Les chercheurs soupçonnent que le Neotrogla a évolué de cette façon par le biais d’une sorte de sélection sexuelle "inversée", par rapport à la plupart des autres espèces.
Quand on parle de sélection sexuelle, nous pensons généralement que les membres d’un même sexe sont pointilleux sur le choix de leur partenaire, car beaucoup d’énergie ou de ressources sont impliquées dans la reproduction. De ce point de vue, les spermatozoïdes ne sont pas chers, mais les oeufs sont couteux, sans parler de l’énergie associée aux soins parentaux.
Les Neotrogla évoluent dans un environnement pauvre en nutriment. Les sources principales de nourriture pour les insectes, dans leurs cavernes brésiliennes desséchées, sont les carcasses de chauves-souris mortes, avec le guano qui les accompagne. Mais les carcasses sont assez rares. Les femelles ont un besoin alimentaire constant pour soutenir leur reproduction et elles obtiennent ce complément alimentaire par le biais des “cadeaux” séminaux des mâles. Ainsi, le sperme est bien plus précieux.
Dans ce contexte, la sélection naturelle aurait opéré pour renverser les schémas habituels, plaçant la femelle Neotrogla en concurrence avec d’autres pour l’accès aux mâles, qui ont mis un peu de leur propre énergie dans l’alimentation des femelles grâce à leurs “cadeaux séminaux”. Ici c’est les mâles qui sont le pus pointilleux dans leur sélection. À ce stade, cela reste une hypothèse.

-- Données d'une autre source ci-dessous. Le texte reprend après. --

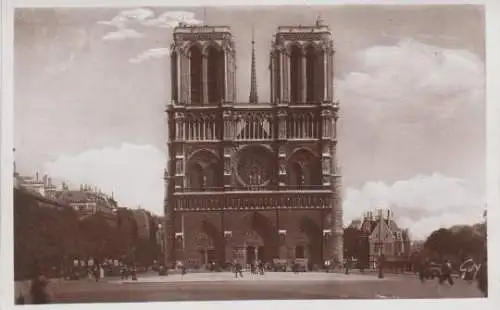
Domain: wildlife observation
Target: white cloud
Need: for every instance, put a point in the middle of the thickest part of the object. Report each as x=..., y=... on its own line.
x=145, y=17
x=171, y=19
x=153, y=53
x=122, y=34
x=420, y=79
x=422, y=204
x=134, y=173
x=128, y=17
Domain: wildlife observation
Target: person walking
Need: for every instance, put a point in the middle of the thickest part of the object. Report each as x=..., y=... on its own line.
x=482, y=277
x=422, y=270
x=446, y=270
x=39, y=292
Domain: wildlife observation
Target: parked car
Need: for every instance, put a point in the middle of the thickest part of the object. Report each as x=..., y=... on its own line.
x=433, y=270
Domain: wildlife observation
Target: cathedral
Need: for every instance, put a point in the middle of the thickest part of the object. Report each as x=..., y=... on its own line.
x=252, y=180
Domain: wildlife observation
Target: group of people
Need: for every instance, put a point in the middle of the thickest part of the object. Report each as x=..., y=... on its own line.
x=256, y=268
x=469, y=271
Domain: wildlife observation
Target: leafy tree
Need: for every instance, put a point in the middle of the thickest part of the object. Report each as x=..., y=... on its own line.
x=455, y=243
x=352, y=239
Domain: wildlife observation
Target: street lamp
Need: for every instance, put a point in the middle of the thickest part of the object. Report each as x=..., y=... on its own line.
x=381, y=254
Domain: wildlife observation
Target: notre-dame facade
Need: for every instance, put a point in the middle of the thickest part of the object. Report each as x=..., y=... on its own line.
x=253, y=180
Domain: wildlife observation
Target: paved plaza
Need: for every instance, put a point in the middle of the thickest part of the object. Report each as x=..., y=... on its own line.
x=223, y=286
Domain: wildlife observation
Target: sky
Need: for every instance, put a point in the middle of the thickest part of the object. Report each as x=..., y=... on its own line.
x=91, y=86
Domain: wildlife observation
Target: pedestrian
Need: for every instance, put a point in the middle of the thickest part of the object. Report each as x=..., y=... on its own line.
x=39, y=292
x=446, y=270
x=482, y=277
x=422, y=270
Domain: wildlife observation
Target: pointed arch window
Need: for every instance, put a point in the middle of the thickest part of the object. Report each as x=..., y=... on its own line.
x=295, y=74
x=215, y=67
x=174, y=76
x=196, y=73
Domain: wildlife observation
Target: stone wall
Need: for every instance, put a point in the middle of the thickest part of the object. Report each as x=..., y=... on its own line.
x=205, y=231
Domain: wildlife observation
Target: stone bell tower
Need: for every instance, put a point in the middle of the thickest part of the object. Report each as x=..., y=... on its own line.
x=302, y=72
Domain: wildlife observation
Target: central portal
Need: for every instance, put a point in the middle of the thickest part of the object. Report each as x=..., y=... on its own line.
x=254, y=253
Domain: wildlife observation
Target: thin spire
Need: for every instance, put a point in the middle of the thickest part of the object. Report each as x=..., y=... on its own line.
x=253, y=75
x=15, y=170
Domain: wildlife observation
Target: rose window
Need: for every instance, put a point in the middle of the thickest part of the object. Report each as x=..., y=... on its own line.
x=254, y=167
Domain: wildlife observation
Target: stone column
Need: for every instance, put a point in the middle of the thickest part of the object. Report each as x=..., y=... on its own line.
x=281, y=74
x=205, y=77
x=303, y=72
x=286, y=76
x=273, y=76
x=326, y=84
x=226, y=81
x=337, y=244
x=330, y=76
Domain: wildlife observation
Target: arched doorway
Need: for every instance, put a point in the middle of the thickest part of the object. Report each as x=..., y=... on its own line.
x=203, y=171
x=314, y=247
x=303, y=169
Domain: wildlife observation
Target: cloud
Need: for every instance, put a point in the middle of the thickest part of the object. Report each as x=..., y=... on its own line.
x=133, y=172
x=418, y=79
x=171, y=19
x=128, y=17
x=153, y=53
x=145, y=17
x=122, y=34
x=421, y=204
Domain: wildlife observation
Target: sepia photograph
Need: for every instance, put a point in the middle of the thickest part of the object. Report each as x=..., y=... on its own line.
x=249, y=153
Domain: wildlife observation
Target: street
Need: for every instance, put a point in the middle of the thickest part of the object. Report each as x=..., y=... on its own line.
x=223, y=286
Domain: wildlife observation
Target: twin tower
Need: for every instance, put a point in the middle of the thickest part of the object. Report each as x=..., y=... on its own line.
x=259, y=178
x=204, y=66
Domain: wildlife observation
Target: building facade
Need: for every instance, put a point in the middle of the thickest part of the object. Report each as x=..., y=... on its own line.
x=252, y=180
x=88, y=201
x=385, y=237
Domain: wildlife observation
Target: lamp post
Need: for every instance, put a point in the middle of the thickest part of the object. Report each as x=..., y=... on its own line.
x=381, y=254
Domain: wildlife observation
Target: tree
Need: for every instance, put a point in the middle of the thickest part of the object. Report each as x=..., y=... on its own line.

Les chercheurs l’appellent le “facteur le plus susceptible de favoriser l’évolution du gynosome”, mais ils reconnaissent que la preuve est "essentiellement circonstancielle”.
Il y a encore beaucoup de travail à faire et celui-ci pourrait apporter une compréhension beaucoup plus nuancée de la sélection sexuelle et des rôles sexuels. Les scientifiques espèrent créer des colonies d’insectes en laboratoire pour de futures recherches.